According to the Reserve Bank of India (RBI), non-banking financial companies (NBFCs) have consistently grown their portfolio in the micro, small, and medium enterprise (MSME) sector.
Key Highlights
- RBI has released its latest report on the performance of the banking sector during 2022-23 and 2023-24 so far.
- It has noted that growth in loan given by non-banking financial companies to the MSME sector was more than three times that of traditional banks.
- It commended NBFCs for their capability to deliver tailored financial services.
According to the report released by the Reserve Bank of India (RBI), Non-Banking Financial Companies have been consistently growing their portfolio in the Micro, Small, and Medium Enterprises (MSME) sector.
This expansion has addressed the credit requirements of the MSME sector and has played a crucial role in promoting financial inclusion and driving economic growth.
The central bank noted that the co-lending framework for Priority Sector Lending (PSL) also facilitated the flow of credit by NBFCs to the MSME sector, leveraging on the low cost of funds of banks and the greater reach of NBFCs
When comparing the year-on-year growth rate of MSME credit by banks in March 2022 and March 2023, which were recorded at 12.7% and 12.4% respectively, it is noteworthy that NBFCs experienced a higher credit growth towards MSMEs.
Specifically, the credit growth by the non-banking financial companies towards MSMEs was reported at 21.2% in March 2022 and significantly increased to 42.4% in March 2023.

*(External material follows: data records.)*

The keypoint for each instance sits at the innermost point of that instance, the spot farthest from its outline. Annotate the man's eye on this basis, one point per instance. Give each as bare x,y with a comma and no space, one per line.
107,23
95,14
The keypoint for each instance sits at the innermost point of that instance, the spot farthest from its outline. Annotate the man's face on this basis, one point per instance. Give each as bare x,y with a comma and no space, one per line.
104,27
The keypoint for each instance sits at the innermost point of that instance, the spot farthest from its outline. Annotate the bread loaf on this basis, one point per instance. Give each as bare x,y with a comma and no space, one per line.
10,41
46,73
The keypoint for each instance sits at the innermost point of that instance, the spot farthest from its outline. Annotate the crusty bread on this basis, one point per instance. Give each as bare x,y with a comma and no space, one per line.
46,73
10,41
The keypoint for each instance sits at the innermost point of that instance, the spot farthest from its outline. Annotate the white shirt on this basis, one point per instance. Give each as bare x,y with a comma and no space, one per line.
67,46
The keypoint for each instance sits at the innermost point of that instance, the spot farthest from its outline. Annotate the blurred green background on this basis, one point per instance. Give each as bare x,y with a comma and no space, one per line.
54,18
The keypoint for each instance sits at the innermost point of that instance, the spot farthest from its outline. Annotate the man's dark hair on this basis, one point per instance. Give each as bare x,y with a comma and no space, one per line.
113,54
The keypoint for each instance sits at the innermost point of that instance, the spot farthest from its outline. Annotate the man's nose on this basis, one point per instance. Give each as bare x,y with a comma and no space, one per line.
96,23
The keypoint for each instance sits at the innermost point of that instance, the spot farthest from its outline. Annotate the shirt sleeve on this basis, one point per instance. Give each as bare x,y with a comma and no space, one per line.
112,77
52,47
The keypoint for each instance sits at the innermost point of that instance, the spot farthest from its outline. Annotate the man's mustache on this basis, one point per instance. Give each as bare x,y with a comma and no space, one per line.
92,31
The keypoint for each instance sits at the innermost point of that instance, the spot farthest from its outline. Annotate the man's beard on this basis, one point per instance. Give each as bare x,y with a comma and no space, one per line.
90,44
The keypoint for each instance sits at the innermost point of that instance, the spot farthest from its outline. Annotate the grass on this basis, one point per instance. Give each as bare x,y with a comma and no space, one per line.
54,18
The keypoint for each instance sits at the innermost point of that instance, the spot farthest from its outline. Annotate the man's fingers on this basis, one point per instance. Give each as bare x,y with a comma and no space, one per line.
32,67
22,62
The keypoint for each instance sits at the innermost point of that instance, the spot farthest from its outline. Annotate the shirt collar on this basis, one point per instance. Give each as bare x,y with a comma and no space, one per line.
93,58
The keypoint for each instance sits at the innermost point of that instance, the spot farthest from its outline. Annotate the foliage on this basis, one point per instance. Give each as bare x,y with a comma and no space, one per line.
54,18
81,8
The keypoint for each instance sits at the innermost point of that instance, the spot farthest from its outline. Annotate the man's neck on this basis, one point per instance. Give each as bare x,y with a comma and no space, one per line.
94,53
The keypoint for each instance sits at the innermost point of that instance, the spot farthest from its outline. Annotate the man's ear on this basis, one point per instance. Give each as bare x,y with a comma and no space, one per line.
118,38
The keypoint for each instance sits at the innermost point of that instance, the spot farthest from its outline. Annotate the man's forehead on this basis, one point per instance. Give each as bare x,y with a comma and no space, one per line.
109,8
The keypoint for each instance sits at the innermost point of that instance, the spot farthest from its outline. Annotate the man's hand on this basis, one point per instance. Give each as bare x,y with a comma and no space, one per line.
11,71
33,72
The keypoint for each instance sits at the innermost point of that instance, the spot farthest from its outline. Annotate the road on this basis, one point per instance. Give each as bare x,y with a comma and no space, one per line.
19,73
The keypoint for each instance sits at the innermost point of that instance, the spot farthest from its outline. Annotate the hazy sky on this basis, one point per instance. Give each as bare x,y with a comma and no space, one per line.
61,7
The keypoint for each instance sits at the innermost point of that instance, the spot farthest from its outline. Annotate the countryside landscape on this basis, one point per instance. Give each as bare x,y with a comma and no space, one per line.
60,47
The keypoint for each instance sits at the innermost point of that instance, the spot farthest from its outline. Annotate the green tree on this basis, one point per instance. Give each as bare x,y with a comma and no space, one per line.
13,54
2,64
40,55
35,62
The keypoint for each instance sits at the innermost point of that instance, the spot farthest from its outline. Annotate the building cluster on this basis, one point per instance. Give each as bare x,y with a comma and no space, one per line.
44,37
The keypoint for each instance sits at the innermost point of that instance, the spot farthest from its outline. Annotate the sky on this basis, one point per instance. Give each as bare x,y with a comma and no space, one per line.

It is worth noting that a considerable proportion of NBFC credit in this sector is attributed to MSMEs operating in service-oriented industries.
As of March 2023, services enterprises accounted for 66.6% share of NBFC credit to the sector vis-a-vis 33.4 % of Industrial enterprises.
The central bank had recently made adjustments to the risk weight assigned to certain types of lending.
This included an increase of 25 basis points in risk weightage for consumer credit provided by banks, as well as NBFCs’ consumer loans.
Credit card receivables also saw an increase in risk weight from 125 percent to 150 per cent, while NBFCs’ credit card receivables experienced a change from 100 per cent to 125 per cent.
FIDC opposes the action as it can curtail NBFCs’ Growth
Nevertheless, as per the Finance Industry Development Council (FIDC), a prominent NBFC organization, this action unintentionally has the capability to significantly diminish the availability of credit to MSMEs, self-employed individuals, and other sectors that heavily depend on credit from non-banking financial companies.
Risk weight refers to the amount of capital that banks must allocate for disbursed loans.
This is especially concerning as the MSME and self-employed segments are recovering from the impact of Covid-19 and are now seeking to increase their capital expenditure through modernization and expanding productive capacity.
The FIDC has stated that the cost of funds for these essential sectors is expected to rise significantly.